Given the investment horizon of 90 days Aware Inc is expected to generate 0.54 times more return on investment than Marin Software. However, Aware Inc is 1.84 times less risky than Marin Software. It trades about 0.02 of its potential returns per unit of risk. Marin Software is currently generating about 0.0 per unit of risk. If you would invest  172.00  in Aware Inc on October 11, 2024 and sell it today you would lose (15.00) from holding Aware Inc or give up 8.72% of portfolio value over 90 days.
Time Period3 Months [change]
DirectionMoves Together 
StrengthWeak
Accuracy100.0%
ValuesDaily Returns

Aware Inc  vs.  Marin Software

 Performance 
       Timeline  
Aware Inc 

Risk-Adjusted Performance

0 of 100

 
Weak
 
Strong
Very Weak
Over the last 90 days Aware Inc has generated negative risk-adjusted returns adding no value to investors with long positions. In spite of fragile performance in the last few months, the Stock's basic indicators remain rather sound which may send shares a bit higher in February 2025. The latest tumult may also be a sign of longer-term up-swing for the firm shareholders.
Marin Software 

Risk-Adjusted Performance

2 of 100

 
Weak
 
Strong
Weak
Compared to the overall equity markets, risk-adjusted returns on investments in Marin Software are ranked lower than 2 (%) of all global equities and portfolios over the last 90 days. In spite of very healthy forward indicators, Marin Software is not utilizing all of its potentials. The recent stock price disarray, may contribute to short-term losses for the investors.

Aware and Marin Software Volatility Contrast

   Predicted Return Density   
       Returns  

Pair Trading with Aware and Marin Software

The main advantage of trading using opposite Aware and Marin Software positions is that it hedges away some unsystematic risk. Because of two separate transactions, even if Aware position performs unexpectedly, Marin Software can make up some of the losses. Pair trading also minimizes risk from directional movements in the market. For example, if an entire industry or sector drops because of unexpected headlines, the short position in Marin Software will offset losses from the drop in Marin Software's long position.
The idea behind Aware Inc and Marin Software pairs trading is to make the combined position market-neutral, meaning the overall market's direction will not affect its win or loss (or potential downside or upside).
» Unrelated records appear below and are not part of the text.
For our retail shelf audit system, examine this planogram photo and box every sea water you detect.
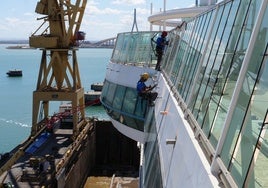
[0,44,112,153]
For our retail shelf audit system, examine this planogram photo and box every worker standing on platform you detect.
[137,73,158,106]
[155,31,168,71]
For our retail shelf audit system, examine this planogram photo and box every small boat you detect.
[84,83,103,106]
[7,69,22,77]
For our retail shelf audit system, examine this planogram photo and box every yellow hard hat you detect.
[141,72,150,80]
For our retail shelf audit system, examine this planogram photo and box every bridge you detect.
[79,37,116,48]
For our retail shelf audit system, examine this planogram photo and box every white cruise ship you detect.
[101,0,268,188]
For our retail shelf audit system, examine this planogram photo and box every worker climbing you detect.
[152,31,169,71]
[137,73,158,106]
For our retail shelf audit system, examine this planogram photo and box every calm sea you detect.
[0,44,112,153]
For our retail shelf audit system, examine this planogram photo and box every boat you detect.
[100,0,268,188]
[84,83,103,106]
[7,69,22,77]
[0,0,139,188]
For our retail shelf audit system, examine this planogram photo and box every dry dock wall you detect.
[58,121,140,188]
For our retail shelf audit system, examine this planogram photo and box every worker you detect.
[155,31,168,71]
[137,73,158,106]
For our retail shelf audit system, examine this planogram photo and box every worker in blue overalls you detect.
[137,73,158,106]
[155,31,168,71]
This can be achieved by designing a pairs trade with two highly correlated stocks or equities that operate in a similar space or sector, making it possible to obtain profits through simple and relatively low-risk investment.
Check out your portfolio center.
Note that this page's information should be used as a complementary analysis to find the right mix of equity instruments to add to your existing portfolios or create a brand new portfolio. You can also try the Sectors module to list of equity sectors categorizing publicly traded companies based on their primary business activities.